"I pretty much feel similarly," Tsai said. "The editorial emphasizes that this is a preliminary study, and clinical trials are the gold standard. And we need one to confirm our findings."
Tsai, currently working as a radiation oncologist with Radiation Oncology Consultants in Princeton, N.J., said he doesn't want prostate cancer patients to view androgen-deprivation therapy with alarm.
"I don't think patients should be afraid," he said. "This is just what I'd call emerging data, and while the relative increase in risk for heart disease is large, in absolute terms the risk is still very small."
Dr.

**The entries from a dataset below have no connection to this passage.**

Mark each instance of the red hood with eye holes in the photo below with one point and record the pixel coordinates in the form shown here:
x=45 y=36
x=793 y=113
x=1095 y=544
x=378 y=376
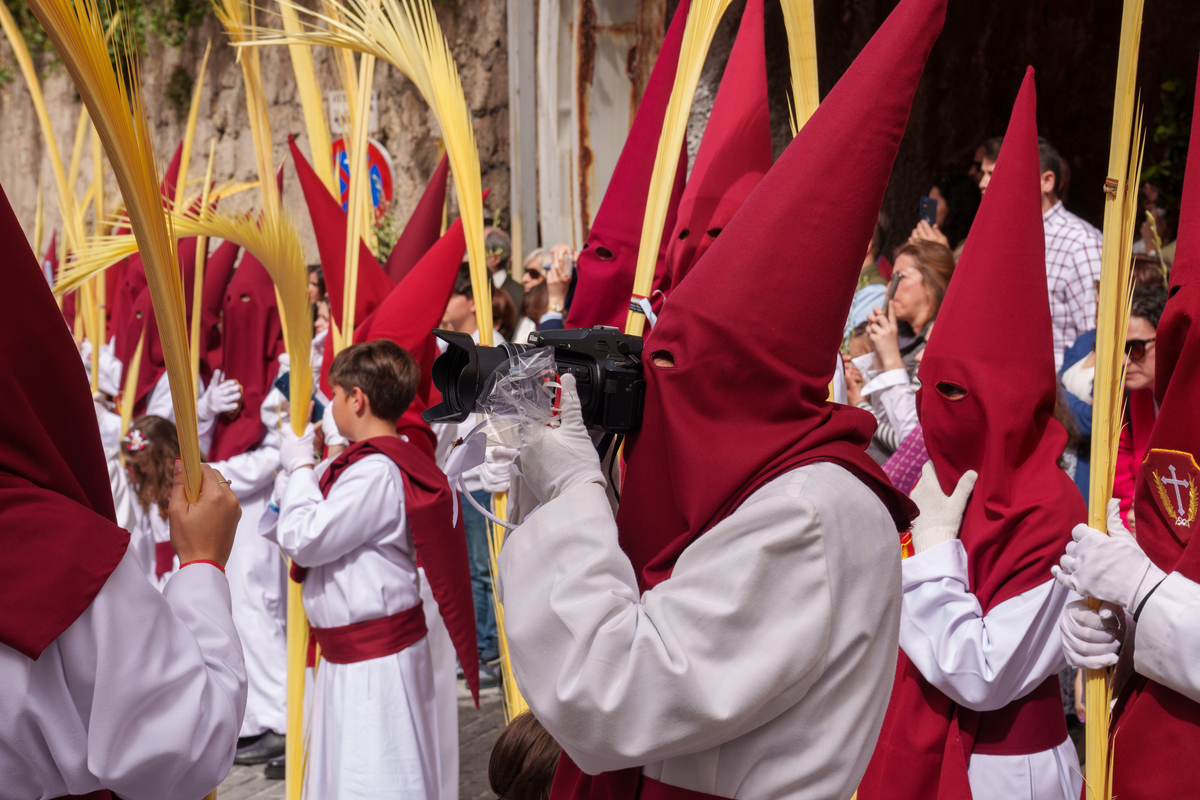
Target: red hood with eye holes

Nelson Neal Stone, a clinical professor of urology and radiation oncology at Mount Sinai School of Medicine in New York City, said the exact mechanism by which ADT might boost the risk for cardiac complications remains undefined, despite a widespread appreciation for the array of problems that accompany the metabolic syndrome.
In that light, he suggested that physicians should target the onset of the life-threatening syndrome as well as the life-prolonging treatment.
"The message is that we need to start paying attention to our patients' general health when we put them on hormonal therapy," he said. "And perhaps we should be putting them on a diet to control for the potential side effects of the therapy, and the serious impact it can have on their health."
"We can't take away the hormones altogether because there's a major benefit to that treatment," Stone added. "But we need to develop a good strategy for dealing with the negative consequences that occur."